Der Energiefahrplan setzt vor allem auf den Ausbau von Windkraft und Photovoltaik. Das größte Potenzial steckt demnach in der Errichtung neuer Windräder. Zurzeit liefern nach Angaben der Ministerin mehr als 200 Windräder mit rund 500 Megawatt Leistung etwa 1050 Gigawattstunden Strom im Jahr. Diese Strommenge lasse sich bis 2030 um 1100 Gigawattstunden steigern. Dafür müssen die Kommunen dem Energiefahrplan zufolge doppelt so viel Fläche wie bisher als Konzentrationszonen für Windkraft ausweisen. Bislang umfassen sie zwei Prozent der Landesfläche. 0,7 Prozent der Landesfläche sind tatsächlich genutzt. Die Hälfte der Konzentrationszonen stehe aufgrund unterschiedlicher Einschränkungen nicht für die Windkraft zur Verfügung.

Rehlinger will nun bei den Kommunen darum werben, dass sie mehr Flächen für Windkraft ausweisen und sie auch – finanziell – bei der Planung unterstützen. Um die Akzeptanz von Windrädern vor Ort zu steigern, setzt der Energiefahrplan auf eine finanzielle Beteiligung von Kommunen und Bürgern an den Gewinnen von Windkraftanlagen. Potenzial sieht der Energiefahrplan auch beim Ersatz alter Windräder durch neue, leistungsstärkere (Repowering). Diese gesamte Planung setzt voraus, dass sich an den aktuell geltenden Rahmenbedingungen nichts ändert. Rehlinger hält es aber für sinnvoll, die von der CDU durchgesetzten Einschränkungen von Windkraft im Staatsforst zu überdenken. „Wir müssen überlegen, ob wir uns eine solche Gesetzgebung, wenn wir wirklich ernstmachen wollen mit der Erreichung der Klimaschutzziele, weiterhin erlauben können“, sagte sie.

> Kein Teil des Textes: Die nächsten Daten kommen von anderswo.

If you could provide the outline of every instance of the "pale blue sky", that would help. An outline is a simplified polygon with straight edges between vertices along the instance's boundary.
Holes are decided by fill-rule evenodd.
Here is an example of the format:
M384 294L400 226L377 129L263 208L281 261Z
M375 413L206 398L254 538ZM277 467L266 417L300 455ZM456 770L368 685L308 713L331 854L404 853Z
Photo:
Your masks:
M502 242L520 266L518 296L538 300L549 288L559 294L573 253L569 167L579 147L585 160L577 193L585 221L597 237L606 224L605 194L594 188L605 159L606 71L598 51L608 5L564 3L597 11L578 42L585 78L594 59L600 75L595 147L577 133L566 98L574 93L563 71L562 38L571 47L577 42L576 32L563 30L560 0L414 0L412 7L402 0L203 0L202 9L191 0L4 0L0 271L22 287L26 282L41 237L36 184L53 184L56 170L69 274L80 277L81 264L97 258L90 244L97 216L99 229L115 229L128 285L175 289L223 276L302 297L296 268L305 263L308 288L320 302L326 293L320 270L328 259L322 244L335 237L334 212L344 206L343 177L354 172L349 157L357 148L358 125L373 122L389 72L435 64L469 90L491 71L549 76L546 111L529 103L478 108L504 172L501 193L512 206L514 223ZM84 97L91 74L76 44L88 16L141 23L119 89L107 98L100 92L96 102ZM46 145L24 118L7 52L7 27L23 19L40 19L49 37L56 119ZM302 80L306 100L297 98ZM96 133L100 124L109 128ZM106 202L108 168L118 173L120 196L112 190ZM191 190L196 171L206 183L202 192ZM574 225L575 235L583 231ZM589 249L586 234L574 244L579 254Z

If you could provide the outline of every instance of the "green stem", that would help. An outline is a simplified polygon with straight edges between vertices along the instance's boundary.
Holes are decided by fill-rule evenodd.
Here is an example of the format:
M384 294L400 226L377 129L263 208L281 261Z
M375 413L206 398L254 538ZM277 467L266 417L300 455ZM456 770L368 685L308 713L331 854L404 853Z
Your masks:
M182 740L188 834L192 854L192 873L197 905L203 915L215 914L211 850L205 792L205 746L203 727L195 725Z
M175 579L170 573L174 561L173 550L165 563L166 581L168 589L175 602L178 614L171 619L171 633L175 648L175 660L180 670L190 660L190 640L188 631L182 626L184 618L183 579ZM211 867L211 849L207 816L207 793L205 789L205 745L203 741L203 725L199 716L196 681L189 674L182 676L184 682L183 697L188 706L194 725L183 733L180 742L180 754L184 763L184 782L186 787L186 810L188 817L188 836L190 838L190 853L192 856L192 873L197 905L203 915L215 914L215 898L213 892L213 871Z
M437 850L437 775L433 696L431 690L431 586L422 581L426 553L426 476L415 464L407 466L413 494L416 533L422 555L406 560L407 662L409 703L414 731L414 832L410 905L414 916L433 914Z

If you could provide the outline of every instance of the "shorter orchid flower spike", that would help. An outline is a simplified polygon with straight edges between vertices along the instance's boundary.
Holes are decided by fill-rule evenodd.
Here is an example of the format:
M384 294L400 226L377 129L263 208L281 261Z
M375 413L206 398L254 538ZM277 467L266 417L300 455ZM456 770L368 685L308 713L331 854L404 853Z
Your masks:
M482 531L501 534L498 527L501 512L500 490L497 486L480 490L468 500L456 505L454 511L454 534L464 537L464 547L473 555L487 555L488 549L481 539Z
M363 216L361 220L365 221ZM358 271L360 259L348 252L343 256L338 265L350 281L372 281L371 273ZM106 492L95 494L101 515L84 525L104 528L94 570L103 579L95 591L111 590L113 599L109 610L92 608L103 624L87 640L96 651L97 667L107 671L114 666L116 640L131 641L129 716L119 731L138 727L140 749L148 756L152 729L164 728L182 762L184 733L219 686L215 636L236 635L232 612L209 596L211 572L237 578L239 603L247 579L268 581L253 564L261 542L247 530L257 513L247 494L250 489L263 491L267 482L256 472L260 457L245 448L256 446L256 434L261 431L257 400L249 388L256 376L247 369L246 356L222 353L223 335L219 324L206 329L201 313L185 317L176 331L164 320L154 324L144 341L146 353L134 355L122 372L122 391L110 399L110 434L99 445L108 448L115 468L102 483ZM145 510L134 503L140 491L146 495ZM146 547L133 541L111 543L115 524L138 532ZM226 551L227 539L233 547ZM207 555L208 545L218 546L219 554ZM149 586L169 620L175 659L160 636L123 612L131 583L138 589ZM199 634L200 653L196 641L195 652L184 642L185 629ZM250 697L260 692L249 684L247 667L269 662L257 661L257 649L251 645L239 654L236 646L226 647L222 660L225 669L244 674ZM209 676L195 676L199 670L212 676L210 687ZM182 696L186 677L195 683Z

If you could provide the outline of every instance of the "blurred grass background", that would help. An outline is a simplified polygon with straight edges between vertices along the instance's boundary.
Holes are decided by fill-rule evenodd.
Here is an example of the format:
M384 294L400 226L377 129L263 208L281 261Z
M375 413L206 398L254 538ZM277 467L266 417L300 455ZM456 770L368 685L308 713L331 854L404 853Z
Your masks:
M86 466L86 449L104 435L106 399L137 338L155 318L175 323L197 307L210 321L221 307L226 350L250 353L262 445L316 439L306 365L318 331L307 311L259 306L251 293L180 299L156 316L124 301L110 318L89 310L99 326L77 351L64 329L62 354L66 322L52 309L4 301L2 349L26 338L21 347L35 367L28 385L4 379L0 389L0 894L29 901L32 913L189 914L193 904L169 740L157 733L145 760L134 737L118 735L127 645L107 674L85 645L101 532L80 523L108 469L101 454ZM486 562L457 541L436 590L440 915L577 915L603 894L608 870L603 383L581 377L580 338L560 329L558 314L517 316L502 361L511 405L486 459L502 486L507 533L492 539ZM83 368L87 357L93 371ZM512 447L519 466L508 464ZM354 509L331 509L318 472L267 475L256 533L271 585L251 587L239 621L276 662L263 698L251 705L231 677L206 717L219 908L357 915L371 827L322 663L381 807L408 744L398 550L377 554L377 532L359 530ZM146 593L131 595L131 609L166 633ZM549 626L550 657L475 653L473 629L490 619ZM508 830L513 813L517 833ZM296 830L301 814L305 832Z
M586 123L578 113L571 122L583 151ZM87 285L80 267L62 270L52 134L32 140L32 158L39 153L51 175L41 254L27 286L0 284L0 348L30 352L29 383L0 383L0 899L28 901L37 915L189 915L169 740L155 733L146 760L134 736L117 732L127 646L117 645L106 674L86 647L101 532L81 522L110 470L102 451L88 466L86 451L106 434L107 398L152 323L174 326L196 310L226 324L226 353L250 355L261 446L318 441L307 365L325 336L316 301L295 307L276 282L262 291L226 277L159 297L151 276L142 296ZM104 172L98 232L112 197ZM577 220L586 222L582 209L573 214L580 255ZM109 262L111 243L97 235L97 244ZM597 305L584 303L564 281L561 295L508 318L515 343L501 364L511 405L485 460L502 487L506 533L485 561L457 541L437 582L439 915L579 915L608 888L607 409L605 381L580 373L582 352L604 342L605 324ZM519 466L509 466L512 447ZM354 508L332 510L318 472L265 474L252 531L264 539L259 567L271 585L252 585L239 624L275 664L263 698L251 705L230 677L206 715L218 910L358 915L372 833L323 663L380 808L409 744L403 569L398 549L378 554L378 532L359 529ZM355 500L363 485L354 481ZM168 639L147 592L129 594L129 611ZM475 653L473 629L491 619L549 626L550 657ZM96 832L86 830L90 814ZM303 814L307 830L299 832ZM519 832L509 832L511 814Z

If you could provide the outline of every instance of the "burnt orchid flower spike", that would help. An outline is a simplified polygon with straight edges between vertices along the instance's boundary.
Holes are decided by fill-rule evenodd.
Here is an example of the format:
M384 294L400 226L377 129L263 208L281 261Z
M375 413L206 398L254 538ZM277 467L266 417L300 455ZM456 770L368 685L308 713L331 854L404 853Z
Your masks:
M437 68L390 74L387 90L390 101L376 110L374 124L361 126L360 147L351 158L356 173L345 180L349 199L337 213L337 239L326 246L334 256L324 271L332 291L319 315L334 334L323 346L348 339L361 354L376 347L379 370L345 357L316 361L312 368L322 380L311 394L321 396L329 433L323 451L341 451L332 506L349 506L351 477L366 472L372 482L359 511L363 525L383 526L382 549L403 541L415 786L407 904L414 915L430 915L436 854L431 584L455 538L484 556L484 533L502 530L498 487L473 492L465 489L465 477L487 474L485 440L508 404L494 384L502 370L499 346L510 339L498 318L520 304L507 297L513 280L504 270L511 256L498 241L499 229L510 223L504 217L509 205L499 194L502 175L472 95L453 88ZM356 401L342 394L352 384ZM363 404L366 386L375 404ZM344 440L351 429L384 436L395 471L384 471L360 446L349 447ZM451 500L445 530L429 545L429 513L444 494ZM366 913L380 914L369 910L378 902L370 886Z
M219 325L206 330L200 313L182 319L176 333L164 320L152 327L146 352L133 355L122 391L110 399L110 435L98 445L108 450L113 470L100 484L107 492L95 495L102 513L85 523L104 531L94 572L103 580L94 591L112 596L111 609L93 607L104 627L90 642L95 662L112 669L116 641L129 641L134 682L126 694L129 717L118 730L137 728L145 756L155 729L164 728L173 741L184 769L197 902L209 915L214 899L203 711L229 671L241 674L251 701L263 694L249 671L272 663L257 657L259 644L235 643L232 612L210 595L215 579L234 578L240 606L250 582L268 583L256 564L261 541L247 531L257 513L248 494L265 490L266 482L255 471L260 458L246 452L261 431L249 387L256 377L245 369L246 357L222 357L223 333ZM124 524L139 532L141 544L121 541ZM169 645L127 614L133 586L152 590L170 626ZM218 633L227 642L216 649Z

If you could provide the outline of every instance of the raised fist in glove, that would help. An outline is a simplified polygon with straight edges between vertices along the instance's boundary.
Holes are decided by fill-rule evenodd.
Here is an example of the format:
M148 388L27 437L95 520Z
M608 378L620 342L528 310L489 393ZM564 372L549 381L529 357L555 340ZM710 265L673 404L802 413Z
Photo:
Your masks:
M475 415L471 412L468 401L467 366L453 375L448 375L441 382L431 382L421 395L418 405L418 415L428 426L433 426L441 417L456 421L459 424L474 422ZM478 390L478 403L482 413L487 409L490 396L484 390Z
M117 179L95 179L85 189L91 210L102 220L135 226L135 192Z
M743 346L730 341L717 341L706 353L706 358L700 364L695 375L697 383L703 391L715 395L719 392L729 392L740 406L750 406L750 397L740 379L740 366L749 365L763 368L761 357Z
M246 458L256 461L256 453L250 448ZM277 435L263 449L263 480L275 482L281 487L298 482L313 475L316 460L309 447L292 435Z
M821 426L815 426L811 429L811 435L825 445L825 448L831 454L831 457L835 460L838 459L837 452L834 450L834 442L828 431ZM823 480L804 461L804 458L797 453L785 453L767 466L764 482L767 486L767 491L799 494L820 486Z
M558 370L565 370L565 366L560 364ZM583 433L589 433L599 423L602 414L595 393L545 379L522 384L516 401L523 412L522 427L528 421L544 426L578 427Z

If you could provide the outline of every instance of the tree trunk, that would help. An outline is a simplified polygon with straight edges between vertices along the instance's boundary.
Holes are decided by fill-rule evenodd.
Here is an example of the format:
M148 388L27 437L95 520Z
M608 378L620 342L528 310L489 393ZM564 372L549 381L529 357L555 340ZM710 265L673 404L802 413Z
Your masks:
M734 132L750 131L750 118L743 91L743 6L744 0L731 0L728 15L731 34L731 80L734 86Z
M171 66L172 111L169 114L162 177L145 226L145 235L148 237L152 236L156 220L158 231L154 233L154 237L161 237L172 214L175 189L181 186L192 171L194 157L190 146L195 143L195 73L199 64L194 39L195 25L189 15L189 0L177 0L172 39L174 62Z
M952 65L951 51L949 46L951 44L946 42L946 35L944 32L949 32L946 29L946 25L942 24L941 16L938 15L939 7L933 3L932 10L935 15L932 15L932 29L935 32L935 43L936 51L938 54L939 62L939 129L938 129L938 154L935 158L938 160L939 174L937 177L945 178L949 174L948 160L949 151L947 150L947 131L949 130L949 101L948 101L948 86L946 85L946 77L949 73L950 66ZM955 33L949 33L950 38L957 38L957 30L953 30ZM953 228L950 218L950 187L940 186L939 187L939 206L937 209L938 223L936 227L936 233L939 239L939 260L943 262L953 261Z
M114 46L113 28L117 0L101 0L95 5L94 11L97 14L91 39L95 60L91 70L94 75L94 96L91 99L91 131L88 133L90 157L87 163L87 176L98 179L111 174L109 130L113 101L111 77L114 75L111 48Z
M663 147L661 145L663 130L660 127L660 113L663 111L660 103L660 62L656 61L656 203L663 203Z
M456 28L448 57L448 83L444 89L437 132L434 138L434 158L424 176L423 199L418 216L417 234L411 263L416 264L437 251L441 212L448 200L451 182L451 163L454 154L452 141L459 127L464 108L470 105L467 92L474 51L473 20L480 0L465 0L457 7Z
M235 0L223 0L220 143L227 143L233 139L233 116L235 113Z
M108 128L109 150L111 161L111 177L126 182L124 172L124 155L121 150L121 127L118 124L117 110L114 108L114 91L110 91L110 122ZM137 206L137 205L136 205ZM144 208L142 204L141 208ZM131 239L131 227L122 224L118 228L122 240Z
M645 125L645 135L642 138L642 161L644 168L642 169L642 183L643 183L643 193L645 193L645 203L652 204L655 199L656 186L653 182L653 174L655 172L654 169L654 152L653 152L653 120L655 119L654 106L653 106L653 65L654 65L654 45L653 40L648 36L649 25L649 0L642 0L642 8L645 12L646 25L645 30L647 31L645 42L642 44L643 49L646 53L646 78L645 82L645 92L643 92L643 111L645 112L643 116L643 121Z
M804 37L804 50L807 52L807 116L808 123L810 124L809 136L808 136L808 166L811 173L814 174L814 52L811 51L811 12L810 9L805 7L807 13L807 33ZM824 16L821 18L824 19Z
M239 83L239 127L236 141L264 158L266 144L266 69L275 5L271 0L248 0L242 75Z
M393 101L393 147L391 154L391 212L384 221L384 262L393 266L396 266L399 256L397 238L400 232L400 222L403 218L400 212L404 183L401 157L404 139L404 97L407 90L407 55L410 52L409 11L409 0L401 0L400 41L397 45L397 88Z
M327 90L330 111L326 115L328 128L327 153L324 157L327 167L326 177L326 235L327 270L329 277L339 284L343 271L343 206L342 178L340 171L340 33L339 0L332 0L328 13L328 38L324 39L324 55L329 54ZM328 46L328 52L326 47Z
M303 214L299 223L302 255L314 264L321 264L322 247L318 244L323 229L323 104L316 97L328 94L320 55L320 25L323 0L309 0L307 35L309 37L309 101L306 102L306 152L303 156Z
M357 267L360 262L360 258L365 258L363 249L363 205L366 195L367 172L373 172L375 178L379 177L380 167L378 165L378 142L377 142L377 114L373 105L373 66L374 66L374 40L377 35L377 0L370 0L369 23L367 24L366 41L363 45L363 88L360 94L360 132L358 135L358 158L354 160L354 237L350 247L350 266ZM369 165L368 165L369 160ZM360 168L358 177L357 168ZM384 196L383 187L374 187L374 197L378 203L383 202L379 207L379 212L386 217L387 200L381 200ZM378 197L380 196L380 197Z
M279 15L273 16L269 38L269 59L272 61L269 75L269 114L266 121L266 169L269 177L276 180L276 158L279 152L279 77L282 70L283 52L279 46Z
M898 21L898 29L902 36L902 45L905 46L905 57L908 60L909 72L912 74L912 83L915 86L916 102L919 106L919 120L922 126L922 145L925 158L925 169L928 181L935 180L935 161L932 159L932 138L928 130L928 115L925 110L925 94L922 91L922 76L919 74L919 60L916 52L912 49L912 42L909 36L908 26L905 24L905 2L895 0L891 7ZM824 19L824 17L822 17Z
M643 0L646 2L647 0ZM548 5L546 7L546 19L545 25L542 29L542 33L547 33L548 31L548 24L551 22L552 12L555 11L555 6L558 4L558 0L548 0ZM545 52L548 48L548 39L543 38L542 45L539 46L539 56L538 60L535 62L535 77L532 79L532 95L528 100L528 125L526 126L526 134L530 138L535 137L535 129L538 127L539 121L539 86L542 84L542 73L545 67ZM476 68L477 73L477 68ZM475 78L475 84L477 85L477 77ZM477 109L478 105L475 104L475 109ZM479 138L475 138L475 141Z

Neben der Windkraft soll die Photovoltaik massiv ausgebaut werden. Dabei ist laut Energiefahrplan eine Steigerung der Strommenge um 700 Gigawattstunden bis zum Jahr 2030 möglich. Derzeit liefern Solaranlagen jährlich 470 Gigawattstunden. Das Saarland will zum einen Hausbesitzer motivieren, Dächer mit Solaranlagen auszustatten. Speziell will das Wirtschaftsministerium ein Programm auflegen, mit dem der Einbau von Stromspeichern ergänzend zur Solaranlage unterstützt werden soll. Angedacht ist ein drei- bis fünfjähriges Programm, das jährlich bis zu 1000 Projekte fördert, etwa mit 1000 Euro für einen Zehn-Kilowattstunden-Speicher. Auch müsse das Land bei Neubauten wie auch bei Dachsanierungen als Vorbild vorangehen. „Das hätte schon umgesetzt werden können“, stichelt Rehlinger in Richtung Bauminister Klaus Bouillon (CDU).

Der Energiefahrplan beinhaltet darüber hinaus ein Programm zu Energieeffizienz. 24 Maßnahmen werden vorgeschlagen, darunter Investitionsförderungen etwa für Handwerk, Handel und Dienstleistungen sowie Beratungsangebote. Der umfangreichste Posten ist eine Offensive zur Sanierung von Gebäuden des Landes. Insgesamt kalkuliert die Effizienzinitiative für Maßnahmen in der Landesverwaltung mit 92 Millionen Euro bis 2030. Die anderen Programme zur Energieeffizienz werden mit 34 Millionen Euro veranschlagt, wobei bis zu 25 Millionen von der EU kommen könnten.